The question remains why two million people would want to watch a doughy guy in glasses wave his arms around online to a Romanian pop song.

“It definitely has to be something different,” said Tom Fulp, president and Webmaster of newgrounds.com.

“It’s really time and place.”

“The Numa Numa dance,” he said, sounding impressed. “You see it and you kind of impulsively have to send it to your friends.”

There is no way to pinpoint the fancy of the Internet, but in an effort to gauge Mr. Brolsma’s allure, the Numa Numa dance was shown to a classroom of eighth graders at Saddle Brook Middle School – the same middle school that he attended, in fact.

The students’ reactions ranged from envious to unimpressed. “That’s stupid,” one of them said. “What else does he do?” a second asked. A third was a bit more generous: “I should make a video and become famous.”

The teacher, Susan Sommer, remembered Mr. Brolsma. He was a quiet kid, she said, with a good sense of humor and a flair for technology.

“Whenever there were computer problems, Gary and Corey would fix them for the school,” she said.

His friends say Mr. Brolsma has always had a creative side. He used to make satirical Prozac commercials on cassette tapes, for instance. He used to publish a newspaper with print so small you couldn’t read it with the naked eye.

“He was always very out there – he’s always been ambitious,” said Frank Gallo, a former classmate. “And he’s a big guy, but he’s never been ashamed.”

Another friend, Randal Reiman, said: “I’ve heard a lot of people say it’s not that impressive – it doesn’t have talent. But I say, Who cares?”
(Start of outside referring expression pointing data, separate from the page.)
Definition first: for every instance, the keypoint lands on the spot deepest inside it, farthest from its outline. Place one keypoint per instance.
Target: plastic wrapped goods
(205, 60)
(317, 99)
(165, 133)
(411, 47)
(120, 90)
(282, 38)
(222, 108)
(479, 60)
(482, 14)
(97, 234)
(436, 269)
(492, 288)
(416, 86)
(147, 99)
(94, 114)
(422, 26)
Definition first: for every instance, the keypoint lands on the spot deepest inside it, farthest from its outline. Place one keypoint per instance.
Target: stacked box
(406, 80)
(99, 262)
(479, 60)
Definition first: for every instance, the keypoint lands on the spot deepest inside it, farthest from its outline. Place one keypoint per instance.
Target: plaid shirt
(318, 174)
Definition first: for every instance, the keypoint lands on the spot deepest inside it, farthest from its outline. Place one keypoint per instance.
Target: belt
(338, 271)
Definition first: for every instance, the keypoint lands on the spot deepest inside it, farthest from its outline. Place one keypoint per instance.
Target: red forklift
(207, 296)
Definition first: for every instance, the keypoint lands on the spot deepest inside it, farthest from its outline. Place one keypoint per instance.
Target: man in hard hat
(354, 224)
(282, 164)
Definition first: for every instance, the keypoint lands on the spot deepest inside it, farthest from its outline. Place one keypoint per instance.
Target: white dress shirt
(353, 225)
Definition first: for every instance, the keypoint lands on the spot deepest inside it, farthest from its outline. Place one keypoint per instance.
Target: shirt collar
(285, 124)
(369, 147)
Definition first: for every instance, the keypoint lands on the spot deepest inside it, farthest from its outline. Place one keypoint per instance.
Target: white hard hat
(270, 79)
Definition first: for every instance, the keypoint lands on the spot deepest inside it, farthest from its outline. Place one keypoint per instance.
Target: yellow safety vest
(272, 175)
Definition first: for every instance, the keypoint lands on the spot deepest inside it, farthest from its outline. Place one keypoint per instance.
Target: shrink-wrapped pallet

These days, Mr. Brolsma shuttles between the house and his job at Staples, his family said. He is distraught, embarrassed. His grandmother, Margaret Telkes, quoted him as saying, just the other day, “I want this to end.”

And yet the work lives on. Mr. Fulp, the Webmaster, continues to receive online homages to the Numa Numa dance. The most recent showed what seemed to be a class of computer students singing in Romanian and, in unison, waving their hands.

Mr. Reiman figures the larger world has finally caught on to Gary Brolsma.

“He’s been entertaining us for years,” he said, “so it’s kind of like the rest of the world is realizing that Gary can make you smile.”